Having lived in Nyangana since 2000, Sebastian does not consider herself a resident of India anymore.
“I feel this is my home, because I get to meet my people (family) only on holidays, which is usually once a year or once in two years,” adds Sebastian, revealing that she has eight sisters and one brother. Her mother is also still alive, she further notes.
“I was born an enthusiastic person and when I’m out of India, I don’t look for the Indian way of life,” she says, explaining that as a nun she has been prepared to live in such a way to fulfill her call. “I was really very happy to see this area. Yes, there are some differences, but there are also similarities,” she says.

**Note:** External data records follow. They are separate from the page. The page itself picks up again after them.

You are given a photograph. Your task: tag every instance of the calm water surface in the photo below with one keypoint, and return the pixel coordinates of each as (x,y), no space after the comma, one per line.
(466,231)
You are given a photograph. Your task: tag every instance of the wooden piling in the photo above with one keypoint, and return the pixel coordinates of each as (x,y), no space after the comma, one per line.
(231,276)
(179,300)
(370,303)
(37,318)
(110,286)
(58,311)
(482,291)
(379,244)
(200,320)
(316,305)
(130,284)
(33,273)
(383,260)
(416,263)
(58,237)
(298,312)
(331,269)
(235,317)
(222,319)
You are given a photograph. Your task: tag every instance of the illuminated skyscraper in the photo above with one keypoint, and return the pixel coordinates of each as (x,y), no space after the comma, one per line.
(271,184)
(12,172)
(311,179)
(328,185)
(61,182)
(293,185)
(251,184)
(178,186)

Talking about cultural shocks she experienced, although they were not many, Sebastian said: “I didn’t feel like I’m in an African country. Where I come from people work hard to sustain themselves. We stay in a family set-up. But here, many of the children don’t have both parents. So, it was really shocking to see that is the case.”
For now, she is happy at Nyangana. “If I feel I’m tired I can say (tell the church authorities) and I might be posted to a different area,” she remarked.
Nyangana District Hospital was founded in 1936 by the Benedictine nuns of Tutzig as there was no hospital in the whole Kavango Region then.
The hospital has several different departments such as Adult Male ward, Adult Female ward, Pediatric ward, Maternity ward, TB ward, Casualty, Operation, Operating Theatre, Laboratory, Radiology, Pharmacy, Laundry, Maintenance, Kitchen, and Store departments.